The ODP Corp., parent of Office Depot, beat a Wall Street earnings estimate, although second-quarter revenue didn’t meet expectations.
Net income from continuing operations was $34 million, or 87 cents per diluted share, versus $20 million, or 39 cents per diluted share, in the year-before quarter. Adjusted for one-time events, net income from continuing operations was $39 million, or 99 cents per diluted share, versus $39 million, or 79 cents per diluted share, in the year-previous period the company reported.
ODP Corp. beat a Yahoo Finance-published analyst consensus estimate for 77 cents per adjusted diluted share, but it came up short of a $1.98 billion sales estimate.
Total reported sales of $1.91 billion, were down 6% versus the prior-year quarter. The decrease was primarily due to lower sales in the Office Depot consumer division and that was largely driven by 68 fewer retail locations in operation compared to the prior year, as well as lower retail and online consumer traffic and transactions, according to ODP Corp.
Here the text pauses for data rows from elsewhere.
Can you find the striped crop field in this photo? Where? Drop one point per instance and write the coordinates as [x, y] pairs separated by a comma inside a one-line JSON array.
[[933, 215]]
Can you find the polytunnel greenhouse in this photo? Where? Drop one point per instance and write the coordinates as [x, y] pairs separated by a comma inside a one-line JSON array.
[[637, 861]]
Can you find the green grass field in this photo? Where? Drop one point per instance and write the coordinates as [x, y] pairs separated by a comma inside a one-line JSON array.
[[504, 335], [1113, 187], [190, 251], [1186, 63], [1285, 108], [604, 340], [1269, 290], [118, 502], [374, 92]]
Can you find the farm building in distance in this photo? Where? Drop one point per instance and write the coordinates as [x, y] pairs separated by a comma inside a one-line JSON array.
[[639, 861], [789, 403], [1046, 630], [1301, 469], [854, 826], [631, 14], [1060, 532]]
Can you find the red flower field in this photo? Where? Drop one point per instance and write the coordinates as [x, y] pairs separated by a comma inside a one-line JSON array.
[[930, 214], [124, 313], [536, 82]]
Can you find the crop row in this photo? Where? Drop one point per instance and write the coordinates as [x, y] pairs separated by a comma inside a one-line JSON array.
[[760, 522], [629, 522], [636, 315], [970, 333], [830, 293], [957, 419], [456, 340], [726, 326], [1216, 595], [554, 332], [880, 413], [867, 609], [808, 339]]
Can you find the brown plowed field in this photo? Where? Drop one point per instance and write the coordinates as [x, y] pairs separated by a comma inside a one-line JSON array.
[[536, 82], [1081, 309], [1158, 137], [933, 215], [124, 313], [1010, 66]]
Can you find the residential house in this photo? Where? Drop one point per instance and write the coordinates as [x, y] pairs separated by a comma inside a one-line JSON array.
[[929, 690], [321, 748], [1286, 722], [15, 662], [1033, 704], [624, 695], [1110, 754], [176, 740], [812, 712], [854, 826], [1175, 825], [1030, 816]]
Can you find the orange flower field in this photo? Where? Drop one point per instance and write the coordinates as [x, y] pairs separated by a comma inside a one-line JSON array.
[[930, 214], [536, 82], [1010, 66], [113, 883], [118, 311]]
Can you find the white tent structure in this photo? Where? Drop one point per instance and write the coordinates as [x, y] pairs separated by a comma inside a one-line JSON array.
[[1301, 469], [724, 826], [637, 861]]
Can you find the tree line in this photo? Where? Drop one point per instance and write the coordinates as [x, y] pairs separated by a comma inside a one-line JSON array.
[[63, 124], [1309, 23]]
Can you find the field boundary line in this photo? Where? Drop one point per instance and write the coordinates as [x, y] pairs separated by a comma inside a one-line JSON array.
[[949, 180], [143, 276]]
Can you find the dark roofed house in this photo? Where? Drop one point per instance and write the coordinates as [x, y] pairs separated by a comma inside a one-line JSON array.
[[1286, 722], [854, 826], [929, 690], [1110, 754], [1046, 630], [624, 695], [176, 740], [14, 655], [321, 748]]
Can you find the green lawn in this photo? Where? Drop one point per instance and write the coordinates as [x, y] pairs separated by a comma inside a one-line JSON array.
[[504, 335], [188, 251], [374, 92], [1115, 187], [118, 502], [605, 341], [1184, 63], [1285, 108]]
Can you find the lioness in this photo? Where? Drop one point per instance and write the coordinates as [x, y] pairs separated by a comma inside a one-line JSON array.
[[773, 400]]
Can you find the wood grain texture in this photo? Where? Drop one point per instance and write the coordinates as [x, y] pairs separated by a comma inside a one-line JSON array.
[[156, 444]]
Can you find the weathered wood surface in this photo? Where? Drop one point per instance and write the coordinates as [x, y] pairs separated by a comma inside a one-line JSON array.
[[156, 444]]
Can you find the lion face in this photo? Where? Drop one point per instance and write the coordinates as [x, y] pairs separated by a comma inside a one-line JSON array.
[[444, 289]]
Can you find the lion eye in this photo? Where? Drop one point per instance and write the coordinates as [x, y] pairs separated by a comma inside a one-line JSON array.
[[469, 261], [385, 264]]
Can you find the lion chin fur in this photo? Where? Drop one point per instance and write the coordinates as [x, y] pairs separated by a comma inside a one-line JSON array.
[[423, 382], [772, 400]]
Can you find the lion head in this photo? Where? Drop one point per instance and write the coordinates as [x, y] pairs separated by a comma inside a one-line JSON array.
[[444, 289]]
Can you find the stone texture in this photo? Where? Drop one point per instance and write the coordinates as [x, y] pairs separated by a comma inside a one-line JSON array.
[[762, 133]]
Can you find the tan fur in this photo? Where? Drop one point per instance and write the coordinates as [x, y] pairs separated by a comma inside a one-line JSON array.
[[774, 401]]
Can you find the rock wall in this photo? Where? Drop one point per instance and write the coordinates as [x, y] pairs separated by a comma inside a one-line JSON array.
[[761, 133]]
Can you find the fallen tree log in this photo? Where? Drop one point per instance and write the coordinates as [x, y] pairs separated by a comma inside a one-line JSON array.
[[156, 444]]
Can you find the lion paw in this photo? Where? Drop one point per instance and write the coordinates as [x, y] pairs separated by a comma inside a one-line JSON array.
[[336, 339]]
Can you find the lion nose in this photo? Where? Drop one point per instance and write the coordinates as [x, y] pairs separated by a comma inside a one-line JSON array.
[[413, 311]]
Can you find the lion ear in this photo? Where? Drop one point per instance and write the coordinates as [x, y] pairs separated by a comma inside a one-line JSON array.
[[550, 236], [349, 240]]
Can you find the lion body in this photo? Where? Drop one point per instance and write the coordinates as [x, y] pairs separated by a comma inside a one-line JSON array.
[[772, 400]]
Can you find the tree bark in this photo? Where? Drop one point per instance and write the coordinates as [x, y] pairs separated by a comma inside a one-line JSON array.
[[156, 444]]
Operating income was $46 million versus $28 million in the year-earlier period, the company stated, and adjusted operating income was $53 million versus $54 million in the year-prior period.
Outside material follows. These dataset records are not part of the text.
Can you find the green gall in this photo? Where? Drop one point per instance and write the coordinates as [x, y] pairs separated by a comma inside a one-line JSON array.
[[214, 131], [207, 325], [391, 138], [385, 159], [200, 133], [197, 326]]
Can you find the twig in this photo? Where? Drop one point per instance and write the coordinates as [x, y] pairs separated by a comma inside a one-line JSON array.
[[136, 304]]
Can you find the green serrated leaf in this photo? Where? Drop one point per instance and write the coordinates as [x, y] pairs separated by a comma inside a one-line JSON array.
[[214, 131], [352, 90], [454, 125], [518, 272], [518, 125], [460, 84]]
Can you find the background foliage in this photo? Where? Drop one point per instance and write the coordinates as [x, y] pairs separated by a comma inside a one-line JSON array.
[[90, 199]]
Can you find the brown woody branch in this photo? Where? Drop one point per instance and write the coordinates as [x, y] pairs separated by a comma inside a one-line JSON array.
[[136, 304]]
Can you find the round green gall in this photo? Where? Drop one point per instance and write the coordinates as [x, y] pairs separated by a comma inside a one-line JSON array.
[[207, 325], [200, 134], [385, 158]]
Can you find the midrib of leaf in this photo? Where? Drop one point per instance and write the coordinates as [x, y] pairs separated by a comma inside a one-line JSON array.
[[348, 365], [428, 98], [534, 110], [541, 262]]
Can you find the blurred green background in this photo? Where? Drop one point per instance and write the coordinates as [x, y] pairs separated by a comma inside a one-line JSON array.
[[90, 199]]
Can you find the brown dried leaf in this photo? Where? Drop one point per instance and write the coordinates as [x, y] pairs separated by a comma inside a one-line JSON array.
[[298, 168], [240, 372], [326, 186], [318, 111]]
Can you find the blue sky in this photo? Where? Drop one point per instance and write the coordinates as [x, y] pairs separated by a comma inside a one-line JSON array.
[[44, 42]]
Office Depot division comparable sales slipped 8% for the year-past period. Division overall sales were $900 million in the quarter, down 13% year over year. Operating income was $35 million versus $49 million in the 2022 period.
“Our continued focus on operational excellence and disciplined capital allocation drove solid operating results and a strong increase in earnings per share,” said Gerry Smith, ODP Corp. CEO. “While the weaker macroeconomic environment and somewhat sluggish consumer activity created top-line headwinds in our consumer business during the quarter, Office Depot continued to provide a superior customer experience, and we are encouraged by our expanded assortment, which positions us well for the upcoming back-to-school selling season.”